Not all yield curve inversions are created equal
|Joachim Klement||May 31, 2019|
Much has been said in the last week about the inversion of the US Treasury yield curve between 5-year and 2-year yields. While most analysts have warned that yield curve inversions are an unreliable indicator of recessions, not all inversions are created equal. Going back to 1976 we have analysed the predictive power of three different measures of yield curve steepness in the US. First, we examined our preferred measure of 10-year yield minus 2-year yield (10s-2s). Then we examined the difference between 10-year yields and 3-month yields (10s-3Ms) and finally 5-year minus 2-year yields (5s-2s).
Using daily data, we consider a valid inversion whenever the difference between long-term and short-term rates turns negative. However, if the steepness of the yield curve temporarily becomes positive again and then inverts within one month, we consider both inversions as part of the same event. Since 1976 the US has had 5 recessions, but the yield curve inverted much more often. 10s-2s inverted 11 times, 10s-3Ms inverted 13 times and 5s-2s inverted 19 times. This already shows how unreliable yield curve inversions as recession indicators are. Per recession, the median number of false alarms is one for the 10s-2s and two for the 10s-3Ms. This already indicates that the 10s-2s are less error prone than the other two measures.

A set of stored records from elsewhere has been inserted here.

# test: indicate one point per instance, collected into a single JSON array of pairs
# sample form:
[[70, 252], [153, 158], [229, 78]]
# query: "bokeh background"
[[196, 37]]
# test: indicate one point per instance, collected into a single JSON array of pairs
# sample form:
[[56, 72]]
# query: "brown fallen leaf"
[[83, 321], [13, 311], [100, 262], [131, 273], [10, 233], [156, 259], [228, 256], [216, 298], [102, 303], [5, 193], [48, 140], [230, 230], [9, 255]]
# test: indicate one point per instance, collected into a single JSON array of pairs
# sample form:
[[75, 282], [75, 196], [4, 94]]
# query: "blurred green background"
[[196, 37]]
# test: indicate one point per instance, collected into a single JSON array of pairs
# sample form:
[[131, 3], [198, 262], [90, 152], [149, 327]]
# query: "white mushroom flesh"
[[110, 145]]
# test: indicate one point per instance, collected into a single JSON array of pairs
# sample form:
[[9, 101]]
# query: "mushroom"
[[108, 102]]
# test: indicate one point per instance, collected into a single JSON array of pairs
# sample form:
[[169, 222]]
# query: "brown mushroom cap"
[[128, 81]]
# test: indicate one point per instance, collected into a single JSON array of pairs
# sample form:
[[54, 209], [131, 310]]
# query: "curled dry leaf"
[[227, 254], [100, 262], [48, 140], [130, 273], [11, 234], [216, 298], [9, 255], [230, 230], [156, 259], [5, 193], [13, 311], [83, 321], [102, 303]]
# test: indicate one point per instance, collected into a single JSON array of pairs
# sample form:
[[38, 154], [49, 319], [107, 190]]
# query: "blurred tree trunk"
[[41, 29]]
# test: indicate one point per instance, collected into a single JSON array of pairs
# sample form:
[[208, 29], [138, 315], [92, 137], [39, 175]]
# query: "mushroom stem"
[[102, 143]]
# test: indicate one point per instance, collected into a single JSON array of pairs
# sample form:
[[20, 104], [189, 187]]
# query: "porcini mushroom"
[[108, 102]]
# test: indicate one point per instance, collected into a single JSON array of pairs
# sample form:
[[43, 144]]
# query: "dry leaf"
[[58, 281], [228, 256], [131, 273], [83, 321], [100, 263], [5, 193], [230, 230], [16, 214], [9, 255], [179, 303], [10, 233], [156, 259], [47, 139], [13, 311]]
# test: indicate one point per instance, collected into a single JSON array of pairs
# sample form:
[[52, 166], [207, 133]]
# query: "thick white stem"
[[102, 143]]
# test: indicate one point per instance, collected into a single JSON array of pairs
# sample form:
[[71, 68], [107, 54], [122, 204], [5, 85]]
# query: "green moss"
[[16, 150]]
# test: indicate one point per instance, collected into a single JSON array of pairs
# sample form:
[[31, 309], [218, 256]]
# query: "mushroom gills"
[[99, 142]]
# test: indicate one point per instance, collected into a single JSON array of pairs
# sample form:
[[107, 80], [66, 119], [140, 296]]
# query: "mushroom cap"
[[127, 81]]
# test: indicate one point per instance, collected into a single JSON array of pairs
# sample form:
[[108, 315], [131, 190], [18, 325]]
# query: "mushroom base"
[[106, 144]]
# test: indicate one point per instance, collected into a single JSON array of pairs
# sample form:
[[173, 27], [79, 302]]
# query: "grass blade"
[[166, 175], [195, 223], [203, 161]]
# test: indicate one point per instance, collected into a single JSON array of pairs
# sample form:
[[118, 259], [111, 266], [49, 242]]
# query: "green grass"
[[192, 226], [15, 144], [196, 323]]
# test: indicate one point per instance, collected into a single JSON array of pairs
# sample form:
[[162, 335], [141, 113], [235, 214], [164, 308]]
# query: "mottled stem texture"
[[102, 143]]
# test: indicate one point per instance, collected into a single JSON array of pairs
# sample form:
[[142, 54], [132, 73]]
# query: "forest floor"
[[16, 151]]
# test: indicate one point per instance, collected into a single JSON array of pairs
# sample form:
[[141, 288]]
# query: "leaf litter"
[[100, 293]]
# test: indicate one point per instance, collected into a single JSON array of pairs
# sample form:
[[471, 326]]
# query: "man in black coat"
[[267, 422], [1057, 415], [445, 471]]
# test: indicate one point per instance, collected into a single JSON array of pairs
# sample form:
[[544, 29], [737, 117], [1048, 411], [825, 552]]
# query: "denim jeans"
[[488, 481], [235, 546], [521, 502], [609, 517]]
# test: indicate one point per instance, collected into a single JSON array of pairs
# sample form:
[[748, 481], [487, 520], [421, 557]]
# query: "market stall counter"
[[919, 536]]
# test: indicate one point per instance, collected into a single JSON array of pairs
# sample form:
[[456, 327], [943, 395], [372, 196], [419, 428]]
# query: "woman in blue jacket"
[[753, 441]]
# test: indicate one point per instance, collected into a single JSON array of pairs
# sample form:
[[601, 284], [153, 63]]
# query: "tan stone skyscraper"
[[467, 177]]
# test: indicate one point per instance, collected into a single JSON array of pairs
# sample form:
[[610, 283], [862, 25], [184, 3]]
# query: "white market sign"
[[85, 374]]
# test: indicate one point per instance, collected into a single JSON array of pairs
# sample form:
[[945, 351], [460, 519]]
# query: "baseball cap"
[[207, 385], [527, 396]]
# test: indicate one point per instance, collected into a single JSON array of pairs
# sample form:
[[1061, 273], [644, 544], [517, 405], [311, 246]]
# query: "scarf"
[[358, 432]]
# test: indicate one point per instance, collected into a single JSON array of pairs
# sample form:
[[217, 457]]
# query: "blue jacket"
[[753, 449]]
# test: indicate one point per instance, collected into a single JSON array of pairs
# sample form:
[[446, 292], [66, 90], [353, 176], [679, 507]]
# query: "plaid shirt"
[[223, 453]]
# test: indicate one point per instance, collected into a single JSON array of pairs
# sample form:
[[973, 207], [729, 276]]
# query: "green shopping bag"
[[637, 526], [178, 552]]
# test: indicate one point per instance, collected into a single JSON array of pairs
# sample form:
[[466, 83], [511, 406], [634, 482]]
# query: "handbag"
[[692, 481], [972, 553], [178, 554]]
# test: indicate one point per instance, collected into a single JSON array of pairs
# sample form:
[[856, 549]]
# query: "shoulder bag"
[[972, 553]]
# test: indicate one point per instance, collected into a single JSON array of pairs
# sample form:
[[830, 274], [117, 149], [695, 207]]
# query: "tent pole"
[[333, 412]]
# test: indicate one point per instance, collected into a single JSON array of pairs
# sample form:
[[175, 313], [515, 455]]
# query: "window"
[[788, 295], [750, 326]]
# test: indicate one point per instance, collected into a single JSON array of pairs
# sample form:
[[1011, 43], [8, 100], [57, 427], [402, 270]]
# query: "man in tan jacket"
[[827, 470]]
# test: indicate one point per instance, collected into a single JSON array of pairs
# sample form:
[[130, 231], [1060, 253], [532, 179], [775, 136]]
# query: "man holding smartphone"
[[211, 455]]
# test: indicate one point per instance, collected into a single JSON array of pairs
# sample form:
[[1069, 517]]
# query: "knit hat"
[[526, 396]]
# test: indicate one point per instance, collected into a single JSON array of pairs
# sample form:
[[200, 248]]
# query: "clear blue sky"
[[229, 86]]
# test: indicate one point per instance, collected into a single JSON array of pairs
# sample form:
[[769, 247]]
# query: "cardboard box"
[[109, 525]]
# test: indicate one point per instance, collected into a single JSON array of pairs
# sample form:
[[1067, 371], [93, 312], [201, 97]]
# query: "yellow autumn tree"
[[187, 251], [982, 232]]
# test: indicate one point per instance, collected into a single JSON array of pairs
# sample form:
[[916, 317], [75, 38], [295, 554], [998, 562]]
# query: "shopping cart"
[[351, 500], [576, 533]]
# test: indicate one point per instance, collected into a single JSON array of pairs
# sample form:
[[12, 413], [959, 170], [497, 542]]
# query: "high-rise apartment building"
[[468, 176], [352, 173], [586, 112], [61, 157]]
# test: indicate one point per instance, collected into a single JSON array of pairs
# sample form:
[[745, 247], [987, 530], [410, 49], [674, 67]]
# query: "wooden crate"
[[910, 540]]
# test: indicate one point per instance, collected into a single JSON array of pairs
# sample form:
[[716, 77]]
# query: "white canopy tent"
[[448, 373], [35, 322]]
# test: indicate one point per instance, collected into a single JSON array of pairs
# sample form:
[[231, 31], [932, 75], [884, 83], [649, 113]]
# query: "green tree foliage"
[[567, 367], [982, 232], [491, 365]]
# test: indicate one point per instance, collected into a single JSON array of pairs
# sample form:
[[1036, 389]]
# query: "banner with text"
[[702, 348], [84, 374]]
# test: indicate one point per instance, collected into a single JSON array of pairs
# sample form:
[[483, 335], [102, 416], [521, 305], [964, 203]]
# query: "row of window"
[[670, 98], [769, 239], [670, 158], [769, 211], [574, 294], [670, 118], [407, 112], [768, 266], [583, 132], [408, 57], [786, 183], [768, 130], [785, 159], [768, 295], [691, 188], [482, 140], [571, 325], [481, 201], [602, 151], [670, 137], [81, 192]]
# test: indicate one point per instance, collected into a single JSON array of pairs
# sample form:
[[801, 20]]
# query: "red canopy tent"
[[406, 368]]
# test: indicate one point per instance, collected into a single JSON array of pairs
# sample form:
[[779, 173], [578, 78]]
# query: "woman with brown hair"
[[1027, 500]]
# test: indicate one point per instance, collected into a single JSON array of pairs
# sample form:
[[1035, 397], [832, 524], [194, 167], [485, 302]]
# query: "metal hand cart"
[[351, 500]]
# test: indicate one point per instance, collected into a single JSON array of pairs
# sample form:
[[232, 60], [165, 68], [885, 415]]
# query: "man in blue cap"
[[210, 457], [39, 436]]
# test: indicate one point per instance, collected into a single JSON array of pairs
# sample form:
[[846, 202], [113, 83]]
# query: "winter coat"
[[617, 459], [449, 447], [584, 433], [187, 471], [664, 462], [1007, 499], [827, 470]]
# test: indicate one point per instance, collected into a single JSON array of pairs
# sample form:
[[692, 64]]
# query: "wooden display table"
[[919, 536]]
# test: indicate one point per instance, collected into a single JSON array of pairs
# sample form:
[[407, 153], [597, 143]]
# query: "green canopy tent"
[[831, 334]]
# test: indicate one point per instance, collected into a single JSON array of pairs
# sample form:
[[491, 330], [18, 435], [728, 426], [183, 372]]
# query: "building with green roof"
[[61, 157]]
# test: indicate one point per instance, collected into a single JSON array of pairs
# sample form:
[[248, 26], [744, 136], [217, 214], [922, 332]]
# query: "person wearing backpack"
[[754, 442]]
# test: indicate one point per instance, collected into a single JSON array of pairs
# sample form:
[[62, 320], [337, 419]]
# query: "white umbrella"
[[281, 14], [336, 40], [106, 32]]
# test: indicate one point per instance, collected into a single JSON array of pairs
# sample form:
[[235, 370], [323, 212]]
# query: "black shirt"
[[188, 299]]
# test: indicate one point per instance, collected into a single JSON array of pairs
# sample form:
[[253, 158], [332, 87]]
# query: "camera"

However, the lead time between a yield curve inversion and the onset of a recession can vary dramatically. For the 10s-2s signal the inversion happened between 116 trading days before the 1990 recession and up to 384 trading days before the 2001 recession. The 10s-3Ms can be more timely since it inverted just 63 days before the 1981 double-dip recession and 305 trading days before the 1980 recession. The 5s-2s are all over the place. It was a timely signal 63 days before the onset of the 1981 recession (but even then, had two false alarms beforehand) and it was extremely unreliable before the 2007 recession with a lead time of 560 trading days.
Overall, our assessment is that the 5s-2s is extremely unreliable as an early warning indicator for recessions since it has twice as many false alarms as correct signals and the lead period before a recession varies extremely widely. 10s-2s and 10s-3Ms are clearly more reliable indicators with not much of a difference between them. Historically, the 10s-3Ms inversions were a bit more accurate in timing the recession but the 10s-2s had fewer false positives.